Nevan was assigned to room 15 this time, right next door to his special friend. Unfortunately, the fast friends have not played together since their first meeting, when the Drs advised against it because of their compromised immune systems. It has not stopped them from talking about each other constantly and just knowing that he was right next door made Nevan feel a bit better.
Nevan is feeling the effects of the chemo much more now. His moods are drastic and he sometimes gets very sad. He hardly smiles and at times makes no attempt to acknowledge anyone in the room including Craig and I. He spends most of the day eating or staring off into space. It is difficult to watch but we know that when the steroids stop, this temperament will also stop. Nevan has begun to get sores in his mouth as well as pains in his legs. He no longer travels more than a few steps at a time and needs to be held when standing or he will topple over like a toddler learning to walk.

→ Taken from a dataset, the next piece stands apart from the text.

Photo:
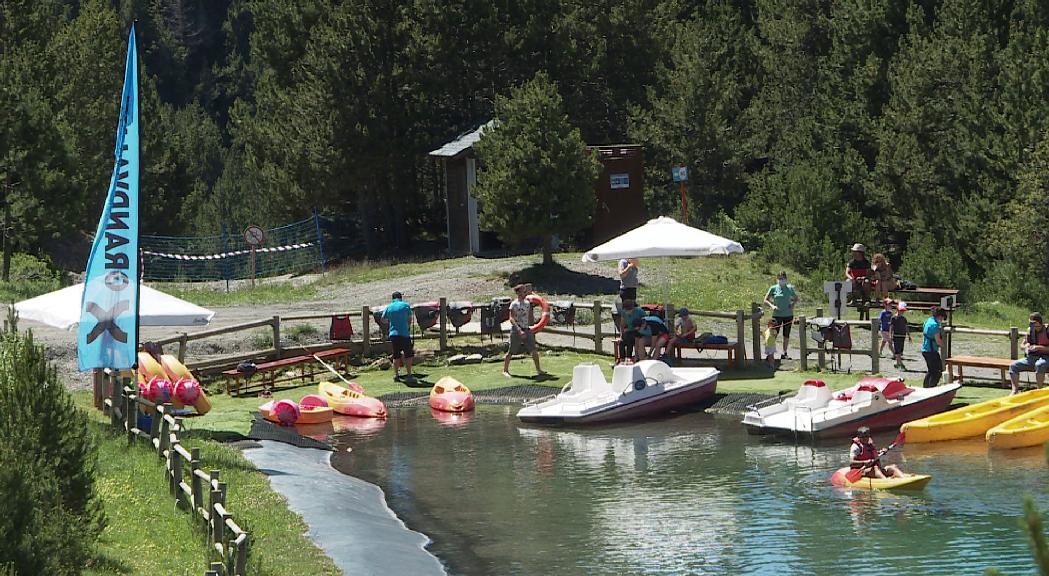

Probably the most physically alarming change (for me anyway) is his weight loss. Anyone who knows Nevan, knows he is of slight build to begin with, but since getting sick has lost about 10% of his body weight. He looks gaunt and emaciated, his spine sticks out and I can count his ribs from the back. His thighs are bony, his hips stick out and he has absolutely no bum left. Nylah, at 2yrs old weighs 12kg and Nevan at 4 and almost a foot taller weighs 14kg. We were hopeful that he would be able to gain some weight because of the fact that the steroids are giving him the appetite of a bear and he literally eats all day and night. But with the stress of his illness and constantly having some sort of pain, he is still losing weight. We decided to give the NG tube another try, this time with a good dose of gravol and a huge reduction in the pace at which he scarfs down his food. Another thing that steroids does is cause food cravings. Nevan's is "Flat Cheese... " Or the processed cheese the cafeteria uses for their egg and cheese sandwiches to be exact. This is NOT a menu item! Nevan must not be the first kid to send their parents 2 floors down for crazy food requests because the ladies behind the counter didn't blink an eye when I ordered "an egg and cheese sandwich with extra cheese, hold the egg and English muffin". Served up with a wink and a smile! Back upstairs I walked with 4 slices of processed cheese on a paper plate.... The first of 4 trips Nevan sent me on in 24 hours! Thank goodness I had the good sense to save some and put it in the nurses fridge because at 3:00am, when the craving hit, all I had to do this time was push the call button!
As I write this, Nevan has tolerated his tube for a record 48hrs! Craig and I bought a stethoscope and the nurses showed us how to check for placement and how to administer meds and feeds. We have also requested that Nevan be put on high calorie night feeds. This is a combination of pediasure and water, pumped in at a very slow pace all night. We hooked him up as he was sleeping to try and avoid his ferocious gag reflex and he ended up tolerating it quite well. We weigh him everyday to see if his weight has fallen any more. So far holding steady....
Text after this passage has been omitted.